When sixteen-year-old Josie Summers murders her abusive stepfather, she disguises herself in his clothes, only to be discovered by a young Methodist minister who invites her to assist in his ministry. When "Joseph's" true identity is revealed, the guilt-ridden Reverend John Trethman marries her. Shortly afterward, John is kidnapped by British soldiers and forced to minister to their wounded and dead. Josie again dons a man's disguise and joins the North Carolina militia, but is gravely wounded in a battle that marks the turning point of the Revolution. Morgan's story of enduring love is set against the struggle to build a homeland as an age of freedom is born.
©2003 Robert Morgan; (P)2003 Books on Tape, Inc.
"With tremendous narrative pace, a meticulous eye for colorful detail and a tight grasp of historical setting and military action, poet and novelist Morgan delivers a rousing and affecting tale of the American Revolution." (Publishers Weekly)
"An absorbing Revolutionary War novel....[A] heartrending period peace." (Booklist)
This book has something to annoy everyone. There are long and frequent passages of Christian dogma, including the ever-present message that ALL of the characters' sufferings are a direct form of punishment from God. The theme of punishment is so prevalent that it becomes ridiculous; like a toddler who thinks the universe revolves around him, the characters see all events as the result of their own actions and thoughts.
There are long sections of text where not much happens, but we have to slog through boring minutiae describing everything that a character sees and thinks during, say, a three day journey through the woods. The plot never "twists" or "thickens," it just ambles along from one misery to the next, with plenty of reminders that "these are dark times." Neither Lina Patel's lovely narration nor the few bland sex scenes can liven up the story.

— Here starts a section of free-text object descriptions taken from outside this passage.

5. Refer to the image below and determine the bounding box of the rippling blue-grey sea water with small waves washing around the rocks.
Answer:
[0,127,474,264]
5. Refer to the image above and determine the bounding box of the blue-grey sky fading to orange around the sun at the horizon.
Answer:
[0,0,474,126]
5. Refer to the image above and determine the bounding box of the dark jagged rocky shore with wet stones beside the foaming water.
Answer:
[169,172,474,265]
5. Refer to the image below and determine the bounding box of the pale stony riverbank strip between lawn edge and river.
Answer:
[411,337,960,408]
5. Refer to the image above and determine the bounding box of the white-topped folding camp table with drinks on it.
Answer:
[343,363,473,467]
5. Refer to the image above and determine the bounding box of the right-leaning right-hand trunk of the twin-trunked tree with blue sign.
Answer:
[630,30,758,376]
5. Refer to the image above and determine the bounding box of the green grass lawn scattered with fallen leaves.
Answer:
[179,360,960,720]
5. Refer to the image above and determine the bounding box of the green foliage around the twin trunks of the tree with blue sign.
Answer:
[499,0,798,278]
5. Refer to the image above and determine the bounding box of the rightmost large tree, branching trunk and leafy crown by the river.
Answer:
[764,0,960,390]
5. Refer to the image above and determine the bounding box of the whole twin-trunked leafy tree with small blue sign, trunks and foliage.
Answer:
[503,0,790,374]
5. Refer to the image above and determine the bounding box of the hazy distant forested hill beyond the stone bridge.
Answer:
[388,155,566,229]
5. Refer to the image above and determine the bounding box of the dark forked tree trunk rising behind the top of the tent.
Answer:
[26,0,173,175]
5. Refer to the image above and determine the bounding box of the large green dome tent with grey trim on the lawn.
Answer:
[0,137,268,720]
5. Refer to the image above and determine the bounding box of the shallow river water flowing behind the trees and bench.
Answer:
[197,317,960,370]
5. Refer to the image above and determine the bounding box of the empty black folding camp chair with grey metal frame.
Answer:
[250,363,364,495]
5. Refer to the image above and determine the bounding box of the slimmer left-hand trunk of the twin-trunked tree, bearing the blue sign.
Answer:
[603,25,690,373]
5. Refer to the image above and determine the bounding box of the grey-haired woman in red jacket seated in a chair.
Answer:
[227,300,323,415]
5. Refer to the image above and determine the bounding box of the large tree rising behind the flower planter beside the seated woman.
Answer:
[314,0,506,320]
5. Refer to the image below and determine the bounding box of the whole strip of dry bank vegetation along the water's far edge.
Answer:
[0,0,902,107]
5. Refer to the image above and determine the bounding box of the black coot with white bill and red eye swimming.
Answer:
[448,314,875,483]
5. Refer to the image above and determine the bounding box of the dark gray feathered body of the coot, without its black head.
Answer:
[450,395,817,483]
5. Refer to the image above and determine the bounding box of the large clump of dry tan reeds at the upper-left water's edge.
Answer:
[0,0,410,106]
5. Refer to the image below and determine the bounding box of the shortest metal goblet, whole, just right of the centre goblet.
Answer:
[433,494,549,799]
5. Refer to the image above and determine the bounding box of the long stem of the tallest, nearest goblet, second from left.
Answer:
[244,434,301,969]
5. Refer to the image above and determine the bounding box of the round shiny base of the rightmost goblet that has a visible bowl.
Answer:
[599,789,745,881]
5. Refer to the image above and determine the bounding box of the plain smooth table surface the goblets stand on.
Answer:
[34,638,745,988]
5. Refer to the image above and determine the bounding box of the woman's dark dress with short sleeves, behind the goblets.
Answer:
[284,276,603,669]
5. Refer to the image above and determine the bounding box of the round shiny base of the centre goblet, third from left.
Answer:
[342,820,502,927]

Greatly annoying too is the author's guess at how a female character would act. He has the heroine chopping down a rapist with an ax and abandoning her insane mother one minute, and the next minute feeling "so frightened" by something that she cannot move or speak.
The ending of the book is also utterly unsatisfying, with the inevitable and long-awaited lovers' reunion cut short and left to the readers' imagination. I wish I had imagined the whole book; it would have been cheaper and less time-consuming.
Most Annoying Of All: Instead of using the American Revolution as an informative and thoughtful backdrop to his story, Morgan focuses on the activities of a few characters: the super-evil, and the super-good (but they still must be punished!). This Evil Man vs. Just God theme, besides flirting with complete irrationality, ignores the true significance of the war: that people should govern their own lives in a free land and not answer to a King. Picky me, wanting to see glimpses of this noble theme instead of Morgan's version of Pilgrim's Progress.
I found Morgan's book to be a very interesting look at the Revolutionary War from a woman's perspective. The heroine is accidently pulled into the war. Morgan's style of writing is highly descriptive and can be too lengthy at times, but it does much to give a flavor and feel for the times.
The Christian viewpoint seemed realistic for that period of time. I did not find it bothersome, but gave me a deeper appreciation for the moral difficulties of the time.
Overall, I enjoyed the book. I would recommend it to anyone looking for a perspective of the Revolutionary War from the viewpoint of those living in the occupied areas.